A Russian town where people are waiting at a bus stop. We get to know some of them from fragments of their conversations.
EN
“To speak generally, we are influenced without really knowing by whom or by what. I recently watched Chantal Akerman’s D’Est again, and it reminded me that I’d first come across it in 1993 in Moscow. Rewatching it, I understood that many of my films stemmed from this first screening which I’d nonetheless forgotten. Three or four of them were born, completely unconsciously, from my discovery of D’Est in 1993 – Paysage undoubtedly being the work which owes the most to it, with this camera that pans over faces, over the crowd, over weary human figures.”
Sergei Loznitsa1
- 1Sergei Loznitsa, “A Lesson in Cinema,” Sabzian, 11 December 2024.
NL
“Over het algemeen worden we beïnvloed zonder precies te weten waardoor. Toen ik onlangs Chantal Akermans D’Est zag, herinnerde ik me dat ik de film al in 1993 in Moskou had ontdekt. Die tweede keer deed me beseffen dat veel van mijn films voortkomen uit die eerste vertoning, ook al was ik ze vergeten. Drie of vier ervan zijn geheel onbewust ontstaan uit de ontdekking van D’Est in 1993. Peyzazh [Landscape] heeft ongetwijfeld het meest aan de film te danken: die camera die over gezichten trekt, over mensenmassa’s, over vermoeide menselijke figuren.”
Sergei Loznitsa1
- 1Sergei Loznitsa, “Een cinemales,” Sabzian, 11 december 2024.
FR
« D’une manière générale, on est influencé, mais on ne sait pas exactement par qui et par quoi. J’ai revu dernièrement D’Est de Chantal Akerman, et cela m’a rappelé que je l’avais découvert en 1993 à Moscou. J’ai compris, à cette seconde vision, qu’une bonne partie de mes films découlait de cette première vision que j’avais pourtant oubliée. Trois ou quatre d’entre eux sont nés, en toute inconscience, de ma découverte de D’Est en 1993 ; Paysage étant celui qui lui doit sans doute le plus, avec cette caméra qui passe sur les visages, sur la foule, sur les figures humaines fatiguées. »
Sergei Loznitsa1
Sergei Loznitsa : Dans mon dernier film Paysage, il était très difficile de traduire les sous-titres parce qu’il fallait, à travers ceux-ci, traduire le sens profond des mots. Tout joue. Et notamment l’intonation et les accents, leurs connotations. Car c’est tout cela qui véhicule le sens du film. Il fallait également faire ressortir tout ce qui n’avait pas été utilisé. Il s’agit de fragments de phrases. Il aurait fallu rédiger des notes pour chaque sous-titre, pour pouvoir rendre compte de chaque conversation. Or il est impossible d’annoter des paroles poétiques par des commentaires prosaïques.
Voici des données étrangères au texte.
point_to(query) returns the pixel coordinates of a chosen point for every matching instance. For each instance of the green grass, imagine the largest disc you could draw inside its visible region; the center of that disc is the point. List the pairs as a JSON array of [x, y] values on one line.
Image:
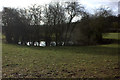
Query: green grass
[[99, 61], [85, 61], [112, 36]]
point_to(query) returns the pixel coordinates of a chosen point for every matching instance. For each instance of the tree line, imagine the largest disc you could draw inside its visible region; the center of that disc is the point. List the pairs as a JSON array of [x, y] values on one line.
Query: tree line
[[54, 22]]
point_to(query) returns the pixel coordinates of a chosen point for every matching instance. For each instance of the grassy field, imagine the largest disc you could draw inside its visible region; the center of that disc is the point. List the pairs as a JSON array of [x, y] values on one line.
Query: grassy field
[[112, 36], [99, 61]]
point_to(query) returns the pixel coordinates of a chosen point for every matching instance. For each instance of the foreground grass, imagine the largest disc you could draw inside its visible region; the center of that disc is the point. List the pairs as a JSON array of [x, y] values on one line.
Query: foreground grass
[[81, 62], [112, 36]]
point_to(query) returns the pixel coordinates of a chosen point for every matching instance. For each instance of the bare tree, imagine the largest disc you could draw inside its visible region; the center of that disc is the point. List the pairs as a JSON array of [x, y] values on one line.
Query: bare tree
[[73, 9]]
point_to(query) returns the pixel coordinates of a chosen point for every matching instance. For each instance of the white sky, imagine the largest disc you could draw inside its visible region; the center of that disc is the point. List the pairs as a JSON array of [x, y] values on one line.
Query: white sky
[[90, 5]]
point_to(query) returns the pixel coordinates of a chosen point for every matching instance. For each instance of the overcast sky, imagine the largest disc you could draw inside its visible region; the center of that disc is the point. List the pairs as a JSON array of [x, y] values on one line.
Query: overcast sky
[[90, 5]]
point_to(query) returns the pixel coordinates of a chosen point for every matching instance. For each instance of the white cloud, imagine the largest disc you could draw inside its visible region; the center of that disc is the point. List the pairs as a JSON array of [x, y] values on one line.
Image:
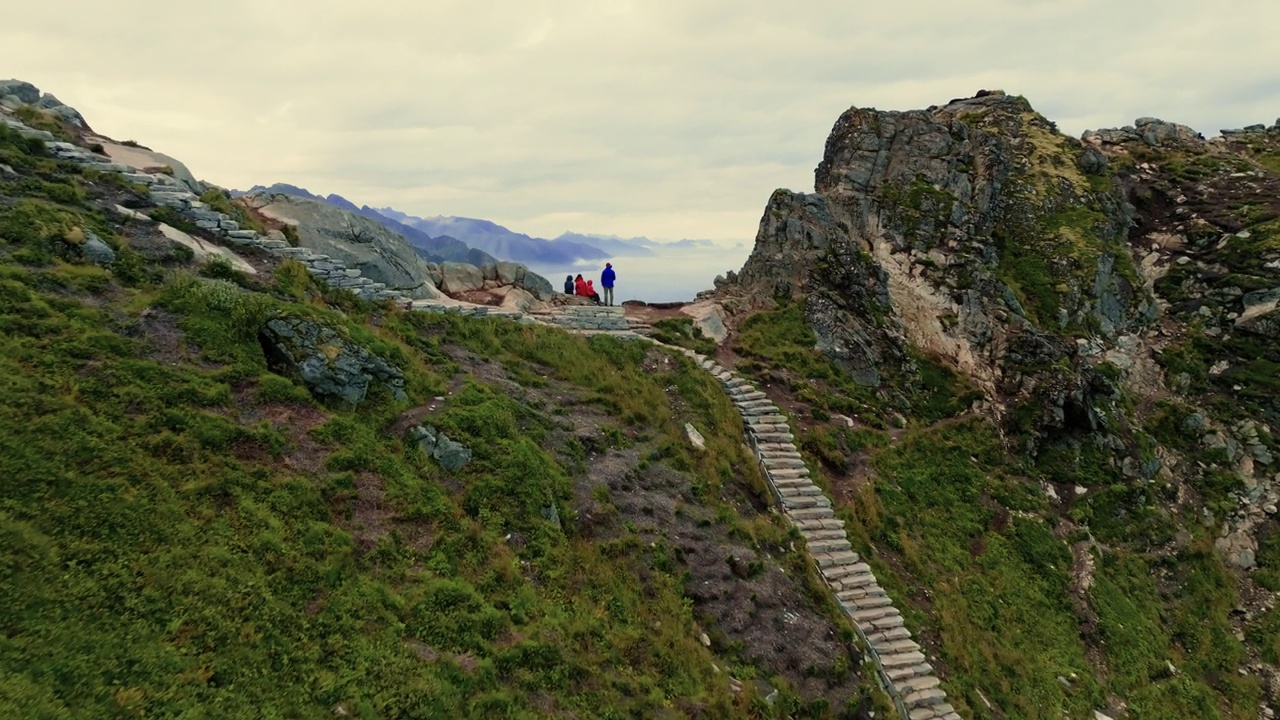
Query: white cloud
[[663, 118]]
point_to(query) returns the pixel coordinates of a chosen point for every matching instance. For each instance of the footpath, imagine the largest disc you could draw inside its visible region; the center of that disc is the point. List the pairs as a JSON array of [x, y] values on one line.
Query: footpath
[[903, 669]]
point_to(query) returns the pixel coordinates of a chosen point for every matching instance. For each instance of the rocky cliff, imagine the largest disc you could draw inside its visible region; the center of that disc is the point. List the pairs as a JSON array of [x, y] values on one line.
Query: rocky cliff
[[1114, 301], [240, 474]]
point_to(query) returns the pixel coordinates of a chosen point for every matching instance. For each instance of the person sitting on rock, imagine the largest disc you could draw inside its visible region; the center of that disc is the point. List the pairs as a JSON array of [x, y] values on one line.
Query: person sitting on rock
[[607, 278]]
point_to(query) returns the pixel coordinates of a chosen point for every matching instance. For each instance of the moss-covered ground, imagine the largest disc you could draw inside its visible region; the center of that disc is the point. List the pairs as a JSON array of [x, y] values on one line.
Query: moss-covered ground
[[186, 533]]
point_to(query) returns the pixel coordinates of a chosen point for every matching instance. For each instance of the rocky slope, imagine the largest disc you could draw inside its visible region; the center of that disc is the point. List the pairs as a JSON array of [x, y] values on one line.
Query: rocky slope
[[440, 249], [234, 487], [1109, 310]]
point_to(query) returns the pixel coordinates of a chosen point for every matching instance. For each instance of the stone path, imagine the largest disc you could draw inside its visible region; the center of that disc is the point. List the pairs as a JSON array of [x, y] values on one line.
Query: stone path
[[901, 666], [903, 669]]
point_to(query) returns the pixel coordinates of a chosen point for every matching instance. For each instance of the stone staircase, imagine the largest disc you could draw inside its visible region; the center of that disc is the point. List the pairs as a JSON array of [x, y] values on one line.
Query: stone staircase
[[590, 319], [903, 669]]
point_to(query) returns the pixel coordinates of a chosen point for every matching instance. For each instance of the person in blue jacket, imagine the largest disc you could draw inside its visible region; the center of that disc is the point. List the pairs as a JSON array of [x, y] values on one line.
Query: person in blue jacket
[[607, 282]]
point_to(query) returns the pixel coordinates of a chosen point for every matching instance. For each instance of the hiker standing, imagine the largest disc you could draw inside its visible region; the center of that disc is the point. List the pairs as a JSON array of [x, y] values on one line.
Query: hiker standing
[[607, 282]]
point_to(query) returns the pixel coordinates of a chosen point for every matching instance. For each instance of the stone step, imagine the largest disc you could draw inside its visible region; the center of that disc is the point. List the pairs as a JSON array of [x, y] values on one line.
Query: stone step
[[872, 602], [918, 683], [872, 614], [799, 488], [842, 557], [819, 534], [760, 429], [804, 501], [764, 419], [901, 659], [782, 463], [859, 593], [775, 437], [931, 696], [888, 636], [858, 582], [880, 623], [810, 513], [818, 524], [908, 671], [832, 545]]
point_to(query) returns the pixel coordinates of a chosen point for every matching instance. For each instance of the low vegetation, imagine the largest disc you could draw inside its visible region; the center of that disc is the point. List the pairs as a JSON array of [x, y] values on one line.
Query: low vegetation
[[183, 531]]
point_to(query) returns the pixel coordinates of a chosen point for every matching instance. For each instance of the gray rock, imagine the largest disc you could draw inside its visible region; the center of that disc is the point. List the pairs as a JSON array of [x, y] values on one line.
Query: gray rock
[[695, 437], [510, 273], [333, 368], [56, 108], [24, 91], [449, 454], [460, 277], [357, 242], [1092, 162], [96, 251]]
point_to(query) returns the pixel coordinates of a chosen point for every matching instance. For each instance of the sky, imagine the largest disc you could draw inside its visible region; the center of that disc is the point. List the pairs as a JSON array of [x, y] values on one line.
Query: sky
[[663, 118]]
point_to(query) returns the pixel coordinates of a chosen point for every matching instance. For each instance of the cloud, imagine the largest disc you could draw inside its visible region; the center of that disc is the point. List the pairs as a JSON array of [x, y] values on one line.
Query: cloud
[[662, 118]]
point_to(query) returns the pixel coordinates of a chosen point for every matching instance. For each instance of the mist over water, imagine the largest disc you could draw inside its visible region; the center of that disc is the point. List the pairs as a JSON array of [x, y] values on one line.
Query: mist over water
[[667, 277]]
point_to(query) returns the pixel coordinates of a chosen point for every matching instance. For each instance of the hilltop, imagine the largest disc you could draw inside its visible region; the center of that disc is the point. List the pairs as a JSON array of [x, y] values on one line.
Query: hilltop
[[984, 427]]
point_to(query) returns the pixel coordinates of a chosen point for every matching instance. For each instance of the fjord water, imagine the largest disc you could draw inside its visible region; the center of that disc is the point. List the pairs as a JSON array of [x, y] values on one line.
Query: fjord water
[[664, 277]]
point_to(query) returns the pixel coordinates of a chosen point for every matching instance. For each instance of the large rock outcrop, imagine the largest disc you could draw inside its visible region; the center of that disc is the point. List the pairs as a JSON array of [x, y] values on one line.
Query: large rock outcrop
[[1069, 278], [359, 242], [332, 367], [955, 229]]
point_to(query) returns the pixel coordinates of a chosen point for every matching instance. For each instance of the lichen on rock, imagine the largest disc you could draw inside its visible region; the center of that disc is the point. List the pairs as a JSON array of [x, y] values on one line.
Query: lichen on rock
[[333, 368]]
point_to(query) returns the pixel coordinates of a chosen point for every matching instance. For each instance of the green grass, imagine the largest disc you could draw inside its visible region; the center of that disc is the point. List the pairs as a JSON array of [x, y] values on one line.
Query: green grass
[[681, 332], [782, 341], [186, 533], [964, 524]]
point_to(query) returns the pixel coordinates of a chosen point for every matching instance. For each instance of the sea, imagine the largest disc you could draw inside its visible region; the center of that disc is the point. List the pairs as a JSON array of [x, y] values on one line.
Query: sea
[[664, 277]]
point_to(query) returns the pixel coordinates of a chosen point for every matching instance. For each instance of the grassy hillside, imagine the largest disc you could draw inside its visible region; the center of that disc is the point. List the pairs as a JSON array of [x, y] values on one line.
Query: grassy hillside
[[1032, 606], [186, 533]]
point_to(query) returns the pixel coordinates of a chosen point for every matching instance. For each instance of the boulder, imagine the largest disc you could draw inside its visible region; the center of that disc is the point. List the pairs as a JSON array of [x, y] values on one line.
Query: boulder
[[333, 368], [695, 437], [708, 318], [55, 106], [449, 454], [538, 285], [23, 91], [517, 299], [356, 241], [1261, 313], [510, 273], [460, 277], [96, 251]]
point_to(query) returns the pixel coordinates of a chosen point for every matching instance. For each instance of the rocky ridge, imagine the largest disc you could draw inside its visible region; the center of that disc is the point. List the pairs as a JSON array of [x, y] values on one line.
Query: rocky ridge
[[344, 249], [1114, 297]]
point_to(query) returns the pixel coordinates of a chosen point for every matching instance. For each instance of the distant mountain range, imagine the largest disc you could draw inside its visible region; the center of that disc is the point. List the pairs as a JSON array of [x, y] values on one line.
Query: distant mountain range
[[478, 241]]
Serge Meurant : Les conversations ont-elles été enregistrées au moment du tournage ou à d’autres moments ? De manière synchrone ou non ? La bande sonore de Paysage est-elle conçue comme une partition musicale ?
Oui, c’est exactement cela. J’ai conçu la bande sonore comme une partition. Il y avait quatorze heures d’enregistrements réalisés au même endroit mais à d’autres moments. Pas au moment de la prise de vue. Ensuite, le réalisateur du son et moi, nous avons classifié le texte selon l’expressivité des voix. C’était un travail très difficile. Nous avons construit, avec cette matière sonore, un soubassement général. Ensuite, nous avons monté les détails. Nous avons conçu le texte comme une sinusoïde, avec des variations correspondant aux images. J’ai tenté d’exprimer le spectre des voix le plus large. Des voix les plus brutales aux voix les plus douces. Et j’ai construit cela de telle sorte que l’histoire ne se termine pas et qu’elle tombe comme cela de façon brutale.
Sergei Loznitsa en conversation avec Serge Meurant2
- 1Sergei Loznitsa, “Une leçon de cinema,” Sabzian, 11 décembre 2024. Publié à l’origine dans Images Documentaires 88/89, juillet 2017.
- 2Serge Meurant, “Entretien avec Sergueï Loznitsa,” Sabzian, 4 décembre 2024. Publié à l’origine dans Images Documentaires 50/51 en 2004.